Department of Neuroimage, Scientific Institute IRCCS "Eugenio Medea", Bosisio Parini, Italy.
Department of Information Engineering at the University of Padova, Italy.
Magn Reson Med. 2017 Nov;78(5):1801-1811. doi: 10.1002/mrm.26582. Epub 2017 Jan 9.
To present the stable spline (SS) deconvolution method for the quantification of the cerebral blood flow (CBF) from dynamic susceptibility contrast MRI.
The SS method was compared with both the block-circulant singular value decomposition (oSVD) and nonlinear stochastic regularization (NSR) methods. oSVD is one of the most popular deconvolution methods in dynamic susceptibility contrast MRI (DSC-MRI). NSR is an alternative approach that we proposed previously. The three methods were compared using simulated data and two clinical data sets.
The SS method correctly reconstructed the dispersed residue function and its peak in presence of dispersion, regardless of the delay. In absence of dispersion, SS performs similarly to oSVD and does not correctly reconstruct the residue function and its peak. SS and NSR better differentiate healthy and pathologic CBF values compared with oSVD in all simulated conditions. Using acquired data, SS and NSR provide more clinically plausible and physiological estimates of the residue function and CBF maps compared with oSVD.
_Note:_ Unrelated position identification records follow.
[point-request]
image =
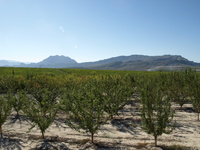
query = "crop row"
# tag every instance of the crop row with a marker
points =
(91, 100)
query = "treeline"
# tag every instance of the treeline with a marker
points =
(89, 101)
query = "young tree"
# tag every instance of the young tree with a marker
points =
(156, 113)
(116, 92)
(86, 108)
(5, 110)
(18, 101)
(179, 89)
(43, 101)
(194, 79)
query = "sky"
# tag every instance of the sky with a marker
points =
(90, 30)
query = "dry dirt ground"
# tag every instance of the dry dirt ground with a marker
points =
(122, 133)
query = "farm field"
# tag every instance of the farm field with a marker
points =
(93, 109)
(123, 132)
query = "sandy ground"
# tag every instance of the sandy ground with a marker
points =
(124, 132)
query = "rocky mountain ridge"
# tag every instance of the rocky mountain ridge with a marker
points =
(132, 62)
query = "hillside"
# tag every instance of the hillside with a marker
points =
(132, 62)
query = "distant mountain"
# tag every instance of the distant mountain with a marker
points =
(53, 62)
(9, 63)
(132, 62)
(142, 62)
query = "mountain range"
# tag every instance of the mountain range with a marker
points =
(132, 62)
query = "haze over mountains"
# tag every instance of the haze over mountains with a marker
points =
(132, 62)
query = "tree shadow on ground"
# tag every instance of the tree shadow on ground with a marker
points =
(127, 125)
(50, 145)
(100, 146)
(10, 144)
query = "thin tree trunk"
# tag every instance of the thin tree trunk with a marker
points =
(1, 131)
(43, 135)
(92, 136)
(155, 140)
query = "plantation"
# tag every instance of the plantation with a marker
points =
(94, 109)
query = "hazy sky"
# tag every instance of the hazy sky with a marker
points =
(89, 30)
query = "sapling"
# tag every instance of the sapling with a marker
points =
(5, 110)
(86, 108)
(156, 113)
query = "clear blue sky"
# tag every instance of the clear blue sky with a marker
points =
(89, 30)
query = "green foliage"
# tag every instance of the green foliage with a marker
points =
(18, 101)
(194, 80)
(179, 89)
(116, 92)
(156, 111)
(5, 110)
(86, 106)
(42, 104)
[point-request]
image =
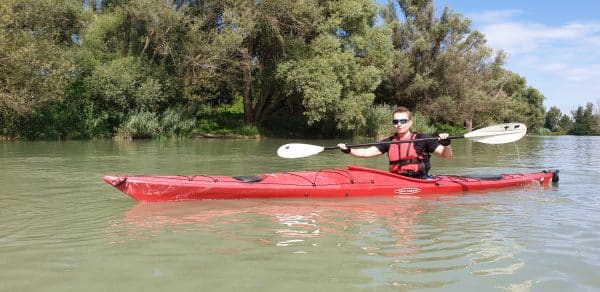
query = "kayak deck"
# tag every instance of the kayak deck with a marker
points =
(352, 181)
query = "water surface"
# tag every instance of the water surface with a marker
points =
(63, 229)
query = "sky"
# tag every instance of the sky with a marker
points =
(554, 45)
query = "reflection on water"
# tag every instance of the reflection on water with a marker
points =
(63, 229)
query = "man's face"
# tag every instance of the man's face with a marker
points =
(401, 123)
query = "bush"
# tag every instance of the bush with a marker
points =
(140, 125)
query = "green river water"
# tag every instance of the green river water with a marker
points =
(64, 229)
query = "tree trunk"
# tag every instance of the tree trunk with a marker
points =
(127, 37)
(248, 109)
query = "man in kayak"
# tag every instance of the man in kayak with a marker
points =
(410, 158)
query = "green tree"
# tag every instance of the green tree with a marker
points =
(553, 117)
(36, 58)
(336, 76)
(584, 121)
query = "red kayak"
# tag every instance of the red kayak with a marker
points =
(353, 181)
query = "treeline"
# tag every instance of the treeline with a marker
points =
(150, 68)
(583, 121)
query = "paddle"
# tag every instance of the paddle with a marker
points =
(496, 134)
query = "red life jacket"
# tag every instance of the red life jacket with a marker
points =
(405, 160)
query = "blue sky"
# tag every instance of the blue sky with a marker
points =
(554, 45)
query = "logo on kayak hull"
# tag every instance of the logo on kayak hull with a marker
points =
(407, 191)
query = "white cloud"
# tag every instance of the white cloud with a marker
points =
(562, 61)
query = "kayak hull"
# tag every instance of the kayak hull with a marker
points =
(353, 181)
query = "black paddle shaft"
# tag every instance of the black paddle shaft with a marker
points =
(392, 142)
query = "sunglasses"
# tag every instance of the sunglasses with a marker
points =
(401, 121)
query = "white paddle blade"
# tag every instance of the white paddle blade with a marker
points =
(298, 150)
(498, 134)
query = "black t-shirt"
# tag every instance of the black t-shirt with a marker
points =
(420, 146)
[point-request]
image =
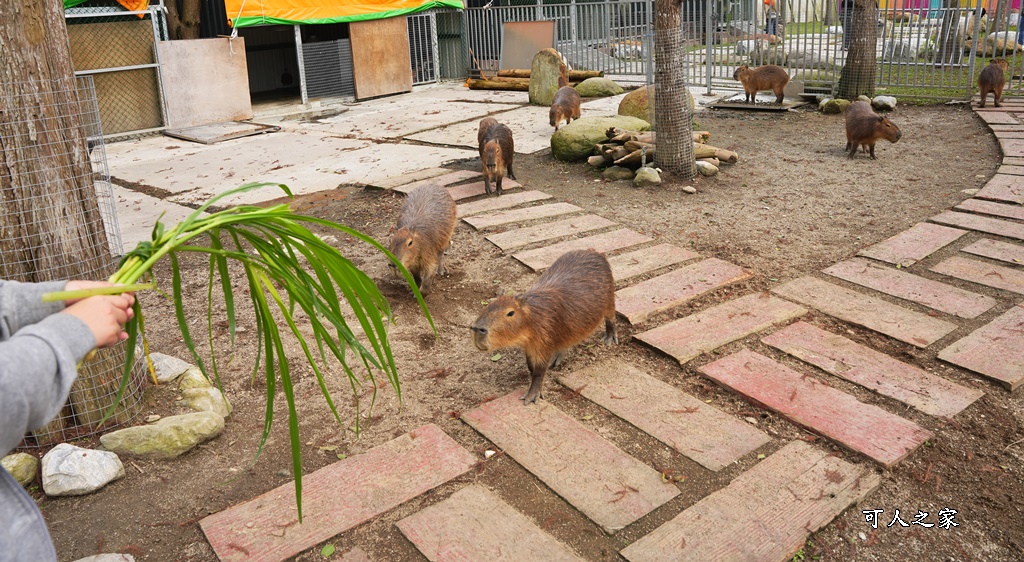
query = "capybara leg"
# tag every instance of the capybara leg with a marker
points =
(610, 336)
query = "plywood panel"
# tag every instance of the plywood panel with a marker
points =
(381, 62)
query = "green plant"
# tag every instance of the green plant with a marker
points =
(286, 266)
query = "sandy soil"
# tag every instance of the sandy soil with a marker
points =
(794, 205)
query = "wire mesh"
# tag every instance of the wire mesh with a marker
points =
(59, 222)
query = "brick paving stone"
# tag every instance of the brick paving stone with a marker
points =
(549, 230)
(983, 273)
(496, 203)
(993, 350)
(500, 218)
(639, 302)
(467, 190)
(1003, 251)
(895, 283)
(981, 224)
(475, 524)
(337, 498)
(699, 431)
(642, 261)
(397, 181)
(1004, 187)
(847, 359)
(914, 244)
(882, 316)
(542, 258)
(885, 437)
(443, 180)
(992, 208)
(607, 485)
(765, 515)
(701, 333)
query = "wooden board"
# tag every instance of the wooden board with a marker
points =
(381, 60)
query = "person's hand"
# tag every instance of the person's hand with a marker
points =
(104, 315)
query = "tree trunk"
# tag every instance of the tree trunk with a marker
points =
(50, 224)
(859, 72)
(675, 138)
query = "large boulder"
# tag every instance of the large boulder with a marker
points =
(167, 438)
(69, 470)
(544, 74)
(598, 87)
(638, 102)
(576, 141)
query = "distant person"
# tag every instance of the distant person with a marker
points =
(41, 345)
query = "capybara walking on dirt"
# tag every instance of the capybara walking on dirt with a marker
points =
(497, 153)
(864, 128)
(425, 225)
(768, 77)
(563, 308)
(992, 79)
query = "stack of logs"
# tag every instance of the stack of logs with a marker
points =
(630, 148)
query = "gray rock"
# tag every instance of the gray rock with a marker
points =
(22, 466)
(884, 102)
(544, 77)
(646, 177)
(206, 399)
(194, 378)
(167, 438)
(168, 369)
(69, 470)
(574, 142)
(598, 87)
(616, 173)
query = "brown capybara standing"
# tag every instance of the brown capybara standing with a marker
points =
(425, 225)
(497, 153)
(768, 77)
(563, 308)
(864, 128)
(992, 79)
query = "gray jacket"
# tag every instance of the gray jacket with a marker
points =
(39, 351)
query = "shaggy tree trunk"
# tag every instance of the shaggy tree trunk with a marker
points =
(50, 225)
(675, 139)
(860, 70)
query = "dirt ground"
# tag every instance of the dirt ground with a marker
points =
(794, 205)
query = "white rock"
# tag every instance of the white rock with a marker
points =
(22, 466)
(168, 369)
(69, 470)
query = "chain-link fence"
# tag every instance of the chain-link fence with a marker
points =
(60, 222)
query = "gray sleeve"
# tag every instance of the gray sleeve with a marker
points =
(22, 304)
(38, 364)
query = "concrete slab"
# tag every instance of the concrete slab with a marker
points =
(740, 521)
(475, 524)
(701, 432)
(882, 316)
(865, 366)
(607, 485)
(867, 429)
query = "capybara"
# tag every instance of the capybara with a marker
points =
(425, 225)
(563, 308)
(497, 153)
(768, 77)
(565, 104)
(864, 128)
(992, 79)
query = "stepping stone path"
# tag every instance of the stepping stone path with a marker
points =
(885, 437)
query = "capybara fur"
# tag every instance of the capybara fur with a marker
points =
(992, 79)
(768, 77)
(864, 128)
(563, 308)
(425, 225)
(497, 153)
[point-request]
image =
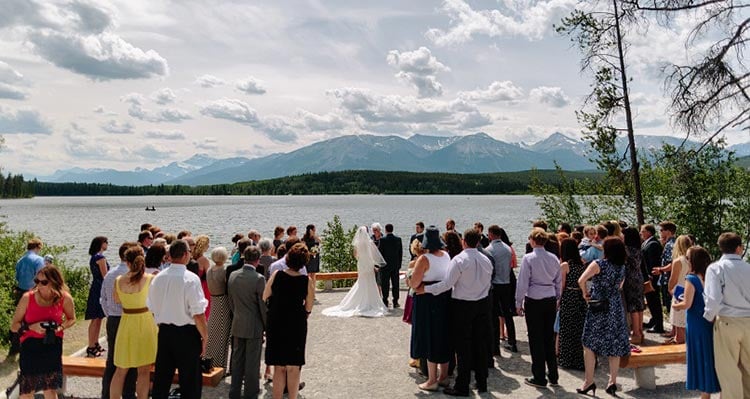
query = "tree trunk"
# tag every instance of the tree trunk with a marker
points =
(634, 166)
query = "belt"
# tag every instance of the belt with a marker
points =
(134, 310)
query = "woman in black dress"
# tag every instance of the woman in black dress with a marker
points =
(572, 307)
(632, 287)
(290, 296)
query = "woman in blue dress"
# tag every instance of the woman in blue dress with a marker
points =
(605, 332)
(701, 374)
(99, 266)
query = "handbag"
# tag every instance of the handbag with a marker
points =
(648, 287)
(598, 305)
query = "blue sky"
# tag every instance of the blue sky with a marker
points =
(140, 83)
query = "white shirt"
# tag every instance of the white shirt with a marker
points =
(727, 291)
(176, 296)
(280, 265)
(470, 276)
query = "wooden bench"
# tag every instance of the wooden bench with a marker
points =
(329, 277)
(643, 363)
(94, 367)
The SS method overcomes some of the limitations of oSVD, such as unphysiological estimates of the residue function and NSR, the latter of which is too computationally expensive to be applied to large data sets. Thus, the SS method is a valuable alternative for CBF quantification using DSC-MRI data. Magn Reson Med 78:1801-1811, 2017. © 2017 International Society for Magnetic Resonance in Medicine.
介绍稳定样条(SS)去卷积方法,用于从动态对比磁共振成像(DSC-MRI)量化脑血流(CBF)。
将 SS 方法与块循环奇异值分解(oSVD)和非线性随机正则化(NSR)方法进行比较。oSVD 是 DSC-MRI 中最流行的去卷积方法之一。NSR 是我们之前提出的一种替代方法。使用模拟数据和两个临床数据集比较了这三种方法。
SS 方法正确重建了弥散残差函数及其在存在弥散的情况下的峰值,而与延迟无关。在不存在弥散的情况下,SS 与 oSVD 表现相似,无法正确重建残差函数及其峰值。在所有模拟条件下,SS 和 NSR 比 oSVD 更好地区分健康和病理 CBF 值。使用采集的数据,SS 和 NSR 比 oSVD 提供了更符合临床实际和生理的残差函数和 CBF 图估计。
SS 方法克服了 oSVD 的一些局限性,例如残差函数的非生理估计,而 NSR 后者计算成本太高,无法应用于大型数据集。因此,SS 方法是 DSC-MRI 数据 CBF 量化的一种有价值的替代方法。磁共振医学 78:1801-1811,2017。©2017 年国际磁共振学会。